Theatre

Liberty @ Globe Theatre, London



cast list
David Sturzaker
Ellie Piercy
Edward Macliam
Kirsty Besterman
Belinda Lang
John Bett
Gregory Gudgeon
Jonty Stephens

directed by
Guy Retallack
One of two new plays in the Globe’s 2008 Totus Mundus season, Liberty by Glyn Maxwell is based on Anatole France’s 1912 novel, Les Dieux ont soif (or The Gods will have blood).

Focusing on six characters from the novel, the play is set in Paris in May 1793, four years after the start of the French Revolution at the height of the ‘Reign of Terror’. It tells of Evariste Gamelin (David Sturzaker), a young revolutionary whose own life parallels that of Robespierre. So, as Robespierre opposes the death penalty as a youngster before going on to lead the ‘Great Terror’, Gamelin starts as a quiet idealist (even unable to stop focusing on the cause at a Sunday picnic), but quickly mutates into a pitiless man when offered a seat on the National Convention.

Liberty asks whether the ‘Great Terror’ was a turning point in the French Revolution that might otherwise have taken a different course, or whether it was an inevitable and unavoidable product. With almost every scene adding a new point, its strength lies in the way that it explores this complex question, which leaves us increasingly unable to categorise the revolution as good or bad. We are also left questioning the rights and wrongs of justice, and wondering whether the furthering of freedom can sometimes be counter-productive.

For example, when Gamelin joins the National Convention, though supposedly accepting that he is there to dispense justice, not mercy, he acquits the first person he tries. Since the letter of the law would find him guilty, Gamelin is forced to resort to subtle legal arguments to justify a decision which in reality he reaches because (like the audience) he deems the death sentence too harsh for the crime.

This calls into question the justness of the law, and whether it is always right to follow it blindly. Similarly, when Gamelin’s wife, Elodie Blaise (Ellie Piercy) realises she could face trial if her former lover proves to be a conservative, she asks whether political tendencies should ever have a bearing on the relationship between two individuals.

Liberty thus reveals the problems that arise when youthful idealists with black-and-white ideas suddenly put these into practice. Gamelin soon becomes merciless on the Convention, and every character whom, in theory, the revolution should have aided finds themselves locked up and facing the guillotine. So actress, Louise Rochermaure (Belinda Lang), and Maurice Brotterux (John Bett), an old aristocrat who had always served the poor kindly, are harangued by soldiers for putting on a puppet show. That they should not be allowed to express themselves or make a living is supposedly in the name of freedom.

However, if we are ever left frowning at the revolution, Gamelin declares that the ancien regime killed and imprisoned each year more people than the revolution ever did. The very fact that we find such high death tolls shocking reveals how successful the revolution was as getting us to where we are today, for before they were the norm.

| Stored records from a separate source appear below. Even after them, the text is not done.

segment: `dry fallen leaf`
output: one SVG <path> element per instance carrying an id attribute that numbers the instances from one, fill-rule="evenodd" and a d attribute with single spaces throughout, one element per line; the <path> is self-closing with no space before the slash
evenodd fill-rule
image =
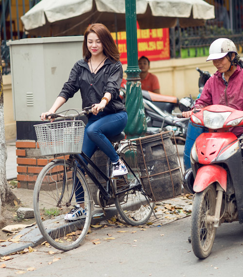
<path id="1" fill-rule="evenodd" d="M 126 233 L 127 232 L 128 232 L 128 231 L 117 231 L 117 232 L 118 233 Z"/>
<path id="2" fill-rule="evenodd" d="M 13 238 L 11 240 L 9 240 L 9 241 L 12 242 L 19 243 L 19 241 L 20 240 L 20 238 L 22 236 L 23 236 L 23 235 L 18 235 L 15 238 Z"/>
<path id="3" fill-rule="evenodd" d="M 3 260 L 12 260 L 14 259 L 13 258 L 10 258 L 9 256 L 4 256 L 1 258 L 1 261 L 3 261 Z"/>
<path id="4" fill-rule="evenodd" d="M 20 251 L 19 254 L 25 254 L 29 253 L 29 249 L 28 248 L 24 248 L 23 250 Z"/>
<path id="5" fill-rule="evenodd" d="M 31 246 L 29 246 L 29 253 L 31 253 L 31 252 L 34 252 L 36 251 L 36 249 L 34 249 L 34 248 L 33 248 Z"/>
<path id="6" fill-rule="evenodd" d="M 100 242 L 93 242 L 93 244 L 99 244 L 100 243 L 101 243 Z"/>

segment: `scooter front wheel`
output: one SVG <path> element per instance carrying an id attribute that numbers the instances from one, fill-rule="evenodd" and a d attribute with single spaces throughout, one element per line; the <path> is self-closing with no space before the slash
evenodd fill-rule
<path id="1" fill-rule="evenodd" d="M 199 259 L 208 257 L 213 245 L 216 228 L 212 218 L 216 202 L 216 191 L 213 185 L 194 195 L 191 238 L 194 254 Z"/>

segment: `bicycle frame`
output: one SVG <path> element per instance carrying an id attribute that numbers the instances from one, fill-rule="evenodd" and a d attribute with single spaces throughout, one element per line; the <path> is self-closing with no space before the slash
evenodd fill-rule
<path id="1" fill-rule="evenodd" d="M 84 171 L 87 173 L 87 174 L 89 176 L 90 179 L 93 181 L 94 183 L 97 186 L 98 189 L 100 190 L 100 191 L 101 192 L 102 195 L 105 199 L 108 200 L 111 198 L 114 198 L 115 196 L 119 195 L 122 193 L 124 193 L 126 191 L 128 191 L 131 190 L 130 188 L 127 189 L 126 190 L 122 190 L 118 193 L 116 193 L 115 195 L 113 196 L 113 193 L 111 193 L 110 192 L 110 190 L 109 189 L 110 188 L 110 182 L 112 181 L 110 178 L 108 177 L 108 176 L 110 175 L 111 173 L 111 164 L 110 161 L 110 159 L 109 157 L 108 158 L 107 161 L 107 165 L 109 165 L 109 166 L 107 166 L 107 175 L 104 174 L 104 173 L 99 168 L 99 167 L 91 160 L 91 159 L 89 158 L 85 153 L 82 152 L 80 153 L 80 155 L 86 160 L 88 164 L 90 164 L 90 166 L 99 173 L 100 174 L 101 176 L 103 178 L 103 179 L 106 182 L 106 188 L 104 188 L 104 187 L 101 184 L 100 182 L 97 179 L 97 178 L 95 177 L 94 174 L 89 170 L 87 165 L 86 164 L 85 162 L 80 157 L 80 156 L 77 154 L 74 154 L 72 155 L 74 158 L 75 159 L 77 160 L 79 164 L 83 168 L 83 169 Z M 138 186 L 141 186 L 140 183 L 140 180 L 139 179 L 138 177 L 136 175 L 134 172 L 133 171 L 132 169 L 130 168 L 129 165 L 128 164 L 127 162 L 125 159 L 124 159 L 122 157 L 121 157 L 123 161 L 123 162 L 126 165 L 129 170 L 131 171 L 131 173 L 132 173 L 133 175 L 134 175 L 134 177 L 136 179 L 137 181 L 138 181 Z M 74 186 L 73 186 L 74 187 Z"/>

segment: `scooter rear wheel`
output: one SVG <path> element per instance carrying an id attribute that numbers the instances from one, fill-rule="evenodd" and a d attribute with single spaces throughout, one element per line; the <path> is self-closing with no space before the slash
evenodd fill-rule
<path id="1" fill-rule="evenodd" d="M 195 255 L 208 257 L 213 245 L 216 228 L 212 220 L 215 212 L 216 191 L 211 185 L 194 195 L 191 214 L 191 241 Z"/>

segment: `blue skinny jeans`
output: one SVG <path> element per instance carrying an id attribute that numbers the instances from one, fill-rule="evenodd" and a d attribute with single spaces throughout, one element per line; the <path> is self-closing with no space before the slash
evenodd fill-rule
<path id="1" fill-rule="evenodd" d="M 127 114 L 125 111 L 110 114 L 101 112 L 96 116 L 92 114 L 85 127 L 82 151 L 90 158 L 99 148 L 110 158 L 111 161 L 118 161 L 119 156 L 107 137 L 120 134 L 125 128 L 127 122 Z M 85 159 L 81 155 L 80 156 L 87 164 Z M 83 170 L 79 168 L 84 173 Z M 78 203 L 84 201 L 84 193 L 79 182 L 76 182 L 76 200 Z"/>

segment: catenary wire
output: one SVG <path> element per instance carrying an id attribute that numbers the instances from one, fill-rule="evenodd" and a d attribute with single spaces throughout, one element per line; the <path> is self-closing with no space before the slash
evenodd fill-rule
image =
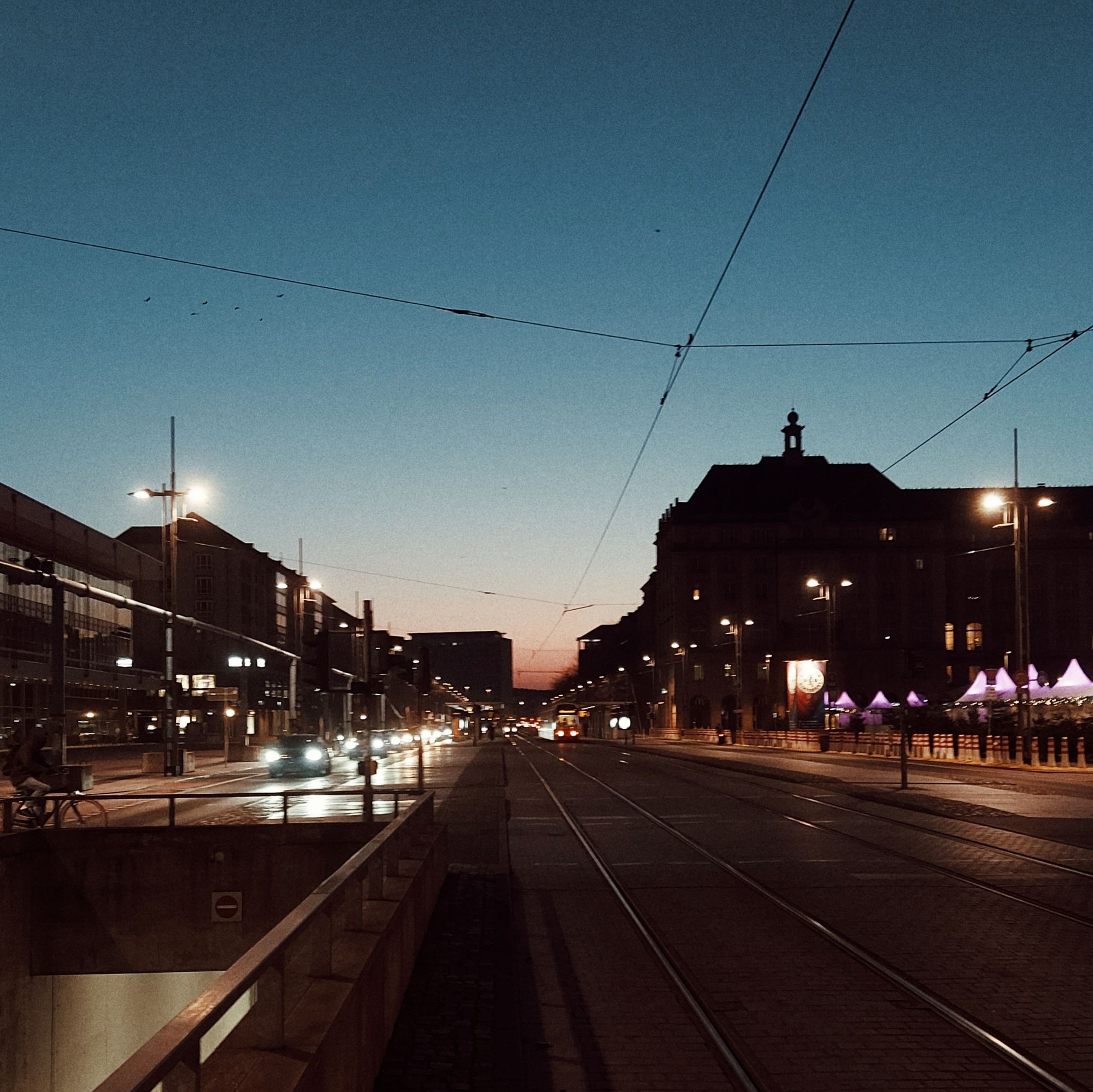
<path id="1" fill-rule="evenodd" d="M 580 574 L 580 579 L 577 581 L 576 586 L 573 590 L 573 595 L 571 600 L 577 597 L 577 593 L 580 591 L 581 585 L 585 583 L 585 579 L 588 575 L 592 563 L 596 561 L 599 555 L 600 547 L 603 545 L 603 539 L 607 537 L 607 533 L 614 522 L 615 513 L 619 511 L 619 506 L 622 505 L 623 498 L 626 496 L 626 491 L 630 489 L 630 484 L 634 479 L 634 474 L 637 471 L 638 464 L 642 462 L 642 456 L 645 454 L 646 448 L 649 446 L 649 440 L 653 437 L 654 429 L 657 427 L 657 423 L 660 420 L 661 411 L 665 407 L 665 402 L 668 400 L 668 395 L 671 394 L 672 388 L 675 385 L 675 380 L 679 379 L 680 372 L 683 370 L 683 365 L 686 364 L 686 358 L 694 346 L 694 340 L 702 329 L 703 323 L 706 321 L 706 316 L 709 314 L 710 308 L 714 306 L 714 300 L 717 299 L 717 294 L 721 290 L 721 285 L 725 283 L 725 277 L 728 275 L 729 269 L 732 265 L 732 260 L 737 257 L 737 252 L 740 250 L 740 245 L 744 240 L 744 236 L 748 234 L 748 228 L 751 226 L 752 221 L 755 218 L 755 213 L 759 211 L 759 206 L 763 201 L 763 197 L 771 185 L 771 180 L 774 178 L 775 171 L 778 169 L 778 164 L 781 163 L 781 157 L 786 153 L 786 149 L 789 146 L 789 141 L 792 139 L 794 132 L 797 130 L 797 123 L 801 120 L 804 114 L 804 108 L 809 104 L 809 99 L 812 97 L 812 92 L 815 90 L 816 84 L 820 82 L 820 76 L 823 73 L 824 68 L 827 64 L 827 59 L 832 55 L 832 50 L 835 48 L 835 43 L 838 41 L 839 35 L 843 33 L 843 27 L 846 25 L 847 19 L 849 19 L 850 11 L 854 9 L 856 0 L 850 0 L 846 5 L 846 11 L 843 12 L 843 17 L 839 21 L 838 26 L 835 29 L 835 34 L 827 46 L 827 51 L 823 55 L 823 60 L 820 61 L 820 67 L 816 69 L 815 75 L 812 78 L 812 83 L 809 84 L 809 90 L 804 94 L 804 98 L 801 100 L 801 105 L 797 110 L 797 115 L 794 118 L 792 123 L 786 133 L 785 140 L 781 142 L 781 147 L 778 149 L 778 154 L 775 156 L 774 163 L 771 165 L 771 169 L 767 173 L 766 179 L 763 182 L 762 188 L 759 191 L 759 197 L 755 198 L 755 202 L 752 205 L 751 212 L 748 214 L 748 218 L 744 221 L 743 227 L 740 229 L 740 234 L 737 236 L 737 241 L 732 246 L 732 250 L 729 252 L 728 260 L 725 262 L 725 266 L 721 269 L 721 274 L 717 278 L 717 283 L 714 285 L 714 290 L 709 294 L 709 298 L 706 300 L 706 306 L 702 309 L 702 313 L 698 317 L 698 321 L 695 324 L 694 330 L 689 335 L 686 343 L 684 345 L 675 346 L 675 357 L 673 359 L 672 369 L 668 376 L 668 383 L 665 387 L 663 394 L 660 395 L 660 403 L 657 406 L 657 412 L 653 415 L 653 420 L 649 424 L 649 429 L 645 434 L 645 439 L 642 440 L 642 446 L 638 448 L 637 456 L 630 468 L 630 473 L 626 475 L 626 480 L 623 483 L 622 489 L 619 492 L 618 498 L 613 507 L 611 508 L 611 514 L 608 517 L 608 521 L 600 532 L 599 538 L 596 541 L 596 546 L 592 549 L 592 554 L 588 559 L 588 563 L 585 566 L 584 572 Z M 561 619 L 559 619 L 561 621 Z M 556 626 L 555 626 L 556 628 Z"/>
<path id="2" fill-rule="evenodd" d="M 390 572 L 374 572 L 371 569 L 354 569 L 348 565 L 327 565 L 322 561 L 307 560 L 307 567 L 314 569 L 334 569 L 338 572 L 354 572 L 362 577 L 378 577 L 381 580 L 398 580 L 408 584 L 427 584 L 430 587 L 446 587 L 453 592 L 471 592 L 474 595 L 492 595 L 498 600 L 521 600 L 525 603 L 545 603 L 552 607 L 567 607 L 567 609 L 585 609 L 568 607 L 561 600 L 540 600 L 532 595 L 513 595 L 508 592 L 490 592 L 482 587 L 468 587 L 466 584 L 442 584 L 436 580 L 420 580 L 415 577 L 396 577 Z M 633 603 L 589 603 L 590 607 L 632 607 Z"/>
<path id="3" fill-rule="evenodd" d="M 904 452 L 904 454 L 902 454 L 894 463 L 889 463 L 888 466 L 885 466 L 884 470 L 881 471 L 881 473 L 888 474 L 888 472 L 892 470 L 893 466 L 898 466 L 900 463 L 902 463 L 905 459 L 909 459 L 913 454 L 915 454 L 916 451 L 921 451 L 922 448 L 925 448 L 932 440 L 936 440 L 942 432 L 952 428 L 953 425 L 957 424 L 959 422 L 962 422 L 969 413 L 974 413 L 985 402 L 988 402 L 996 395 L 1001 394 L 1007 387 L 1010 387 L 1012 383 L 1015 383 L 1019 379 L 1022 379 L 1023 377 L 1027 376 L 1029 372 L 1033 370 L 1033 368 L 1038 368 L 1045 360 L 1055 356 L 1055 354 L 1058 353 L 1060 349 L 1065 349 L 1068 345 L 1073 345 L 1073 343 L 1079 337 L 1081 337 L 1082 334 L 1088 334 L 1091 330 L 1093 330 L 1093 327 L 1086 327 L 1084 330 L 1073 331 L 1073 333 L 1069 334 L 1067 339 L 1063 342 L 1061 342 L 1061 344 L 1056 345 L 1050 353 L 1044 354 L 1044 356 L 1042 356 L 1034 364 L 1030 364 L 1027 368 L 1024 368 L 1022 371 L 1019 371 L 1012 379 L 1008 380 L 1001 385 L 998 385 L 996 383 L 995 387 L 991 388 L 989 391 L 987 391 L 987 393 L 984 394 L 978 402 L 976 402 L 974 405 L 968 406 L 967 410 L 965 410 L 962 414 L 957 414 L 955 417 L 953 417 L 951 422 L 949 422 L 948 425 L 942 425 L 941 428 L 939 428 L 936 432 L 930 434 L 930 436 L 928 436 L 925 440 L 922 440 L 921 443 L 916 443 L 915 447 L 910 449 L 910 451 Z M 1012 371 L 1012 368 L 1010 368 L 1009 370 Z"/>
<path id="4" fill-rule="evenodd" d="M 49 242 L 62 242 L 72 247 L 86 247 L 91 250 L 105 250 L 115 254 L 127 254 L 131 258 L 148 258 L 157 262 L 171 262 L 175 265 L 190 265 L 195 269 L 213 270 L 218 273 L 232 273 L 236 276 L 249 276 L 260 281 L 271 281 L 274 284 L 292 284 L 303 288 L 317 288 L 321 292 L 336 292 L 342 295 L 360 296 L 364 299 L 377 299 L 388 304 L 400 304 L 407 307 L 423 307 L 434 311 L 445 311 L 448 314 L 459 314 L 475 319 L 493 319 L 496 322 L 512 322 L 517 325 L 539 327 L 544 330 L 559 330 L 564 333 L 583 334 L 588 337 L 607 337 L 612 341 L 625 341 L 638 345 L 653 345 L 657 348 L 681 348 L 674 342 L 657 341 L 651 337 L 637 337 L 631 334 L 615 334 L 603 330 L 587 330 L 581 327 L 567 327 L 553 322 L 538 322 L 532 319 L 520 319 L 507 314 L 490 314 L 486 311 L 470 310 L 459 307 L 447 307 L 442 304 L 431 304 L 418 299 L 403 299 L 399 296 L 388 296 L 383 293 L 364 292 L 357 288 L 346 288 L 341 285 L 325 284 L 316 281 L 302 281 L 296 277 L 279 276 L 272 273 L 259 273 L 256 270 L 236 269 L 231 265 L 216 265 L 212 262 L 191 261 L 186 258 L 175 258 L 169 254 L 155 254 L 144 250 L 132 250 L 126 247 L 111 247 L 102 242 L 91 242 L 86 239 L 71 239 L 60 235 L 47 235 L 43 232 L 27 232 L 16 227 L 0 226 L 0 232 L 8 235 L 21 235 L 31 239 L 44 239 Z M 1043 339 L 1033 337 L 1032 342 Z M 848 341 L 848 342 L 740 342 L 737 344 L 693 344 L 695 348 L 856 348 L 869 346 L 891 346 L 891 345 L 1020 345 L 1027 342 L 1027 337 L 968 337 L 968 339 L 943 339 L 928 341 Z"/>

A major weakness, however, is that the play appeals very much to the head rather than the heart. It interests us through the challenges that it lays down, but (surprisingly, since most face death) we never really feel the pain of any of the individuals. Consequently, the many strong performances on the evening – Sturzaker, in particular, is an effective Gamelin – feel incidental to, rather than the making of, the drama.

This may, however, be a point in its own right. The individuals matter less because every revolution will find itself with a Robespierre or a Gamelin, which makes the latter just one of a type. If so, this may be the greatest hint that Maxwell ever gives towards an answer to the central question, was the ‘Great Terror’ inevitable?